Make sure you look at the dog’s entire body, as individual signals have different meanings depending on the context of the situation. Begin first by observing and noting each individual signal you see the dog display. Once you’ve noted the signals, you’re better able to draw a conclusion as to whether it’s a stressful situation for the dog. Breed characteristics can complicate the dog’s message, as can docking of tails and/or ears, so please also take these into consideration.

For more information about how dogs communicate, see “Learn to Read Your Dog’s Body Signals,” WDJ August 2011, and Canine Body Language: A Photographic Guide, by Brenda Aloff (Dogwise, 2005).

Develop Situational Awareness

Whenever I am with my dog, her well-being comes first. With my dog, I’m scanning the environment for things that could adversely affect my dog, so I can change direction or adapt appropriately to protect her.

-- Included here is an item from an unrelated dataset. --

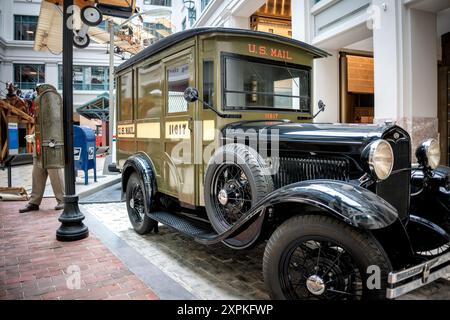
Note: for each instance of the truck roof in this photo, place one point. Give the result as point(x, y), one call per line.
point(183, 35)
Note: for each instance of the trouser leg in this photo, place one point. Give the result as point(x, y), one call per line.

It’s not unlike walking with a small child through a crowded street fair; you need to steer clear of strange (stressed!) dogs, people who have had too many alcoholic beverages, broken glass on the street, and so on, all the while pointing out the beautiful handicrafts for sale, the talented juggler, the aroma of delicious food, the harmonious music being played by an enthusiastic band . . . I’m not saying you should be trying to create an inauthentic world for your dog (or toddler) – just that you, as the adult member of the team, have a responsibility to filter your dog’s experience of the world so that she isn’t unnecessarily traumatized by things that are beyond her ability to comprehend or absorb.

Manage Your Dog’s Stress

There’s not one of us who hasn’t passed the tipping point of our own stress threshold. Imagine this scenario: You get up late. You have a flat tire on the way to work. Your boss makes a snide comment when you enter the office. When you get home that evening, your significant other is fussy about something you forgot to do days ago. That’s enough to make any of us to lose our good humor!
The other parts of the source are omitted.